Cerbos v0.51.0

Allows safe deletion of policies from database stores via the Admin API. Any deletion that would leave the policy store in an invalid state is rejected.

When Cerbos is configured with a database store and the Admin API is used to add/update policies, each operation creates a backup copy of the policies being modified. The PurgeStoreRevisions Admin RPC allows deleting those backups to reclaim space. Please note that this feature requires the database user used by the PDP to have DELETE privileges on the policy_revision table. If you have an existing deployment, this grant needs to be added manually by a database administrator.

Role policies now accept explicit versions, rather than implicitly assuming version as "default". This is an optional field for the time being. In a future release, it’ll be made a required field. If not provided, role policies assume version as "default" as before.

Adds an optional requestContext field to CheckResources and PlanResources requests that can be used to attach application-specific metadata. This information is captured by the Cerbos audit logs and can be used to provide enhanced context during audit log analysis.

Deprecates the --run flag to cerbos compile command used to run a sub set of tests in favour of a new flag named --test-filter. It supports filtering tests using wildcards in five dimensions (suite, test, principal, resource and action) which provides much more control over which tests are run. See Validating and testing policies for details.

Removes empty files left on disk due to errors or interruptions received during the blob sync process.

This fixes a bug introduced in Cerbos v0.44 where the policy engine could behave as if lenient scope search was enabled when evaluating CheckResources requests, even when it was not. To trigger this bug, the policy store needed to include a combination of principal policies and resource or role policies. In this case, the policy engine would perform lenient scope search on a missing resource scope as long as the principal scope existed (or vice versa).
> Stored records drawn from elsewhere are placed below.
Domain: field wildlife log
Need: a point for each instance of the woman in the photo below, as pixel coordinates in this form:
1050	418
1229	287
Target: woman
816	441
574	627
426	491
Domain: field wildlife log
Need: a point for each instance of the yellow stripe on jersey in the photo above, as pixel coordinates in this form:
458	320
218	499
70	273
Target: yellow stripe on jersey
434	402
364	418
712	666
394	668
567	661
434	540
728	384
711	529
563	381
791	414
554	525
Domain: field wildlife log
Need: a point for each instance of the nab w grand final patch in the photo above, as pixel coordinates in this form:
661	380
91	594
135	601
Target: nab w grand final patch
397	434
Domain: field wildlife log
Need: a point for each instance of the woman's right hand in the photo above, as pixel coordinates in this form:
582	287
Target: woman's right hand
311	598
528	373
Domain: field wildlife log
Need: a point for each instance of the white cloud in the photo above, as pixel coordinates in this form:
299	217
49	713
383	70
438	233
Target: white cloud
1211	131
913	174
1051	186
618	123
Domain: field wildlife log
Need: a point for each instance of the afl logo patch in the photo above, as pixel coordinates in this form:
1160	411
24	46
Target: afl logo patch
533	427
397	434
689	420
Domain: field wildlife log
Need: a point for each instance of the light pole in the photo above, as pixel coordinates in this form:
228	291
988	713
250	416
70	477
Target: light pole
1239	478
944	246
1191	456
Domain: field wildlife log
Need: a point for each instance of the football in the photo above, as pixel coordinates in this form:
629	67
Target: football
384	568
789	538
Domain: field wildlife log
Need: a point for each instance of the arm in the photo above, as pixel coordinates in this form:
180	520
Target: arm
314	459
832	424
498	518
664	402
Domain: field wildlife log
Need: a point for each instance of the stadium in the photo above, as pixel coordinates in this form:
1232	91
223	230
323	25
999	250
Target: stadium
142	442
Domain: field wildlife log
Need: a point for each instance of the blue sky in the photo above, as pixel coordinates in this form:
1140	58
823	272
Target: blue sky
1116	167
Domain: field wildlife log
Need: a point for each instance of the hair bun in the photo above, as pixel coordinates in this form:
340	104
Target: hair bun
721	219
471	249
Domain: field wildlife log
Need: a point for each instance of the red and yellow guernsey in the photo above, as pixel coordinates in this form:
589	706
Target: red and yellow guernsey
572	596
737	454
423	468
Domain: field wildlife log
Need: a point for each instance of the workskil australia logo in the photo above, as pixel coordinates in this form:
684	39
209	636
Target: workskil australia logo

This fixes a bug introduced in Cerbos v0.41 where the policy engine would behave as if lenient scope search was enabled when evaluating PlanResources requests, even when it was not.

This fixes a bug introduced in Cerbos v0.44 where the policy engine could apply rules requests from policies that should not have been considered when evaluating PlanResources requests. To trigger this bug, the policy store needed to include scoped principal and resource or role policies, and PlanResources requests needed to be performed with differing principal and resource scopes. In this case, the policy engine would use both the principal and resource scopes to find policies, when the expected behaviour is to use the principal scope to find principal policies and the resource scope to find resource and role policies.

This fixes a bug introduced in Cerbos v0.48 where roles defined in role policies would gain their parent roles' permissions on any resources not specified in allowActions, rather than the expected behaviour of having no permissions on the omitted resources.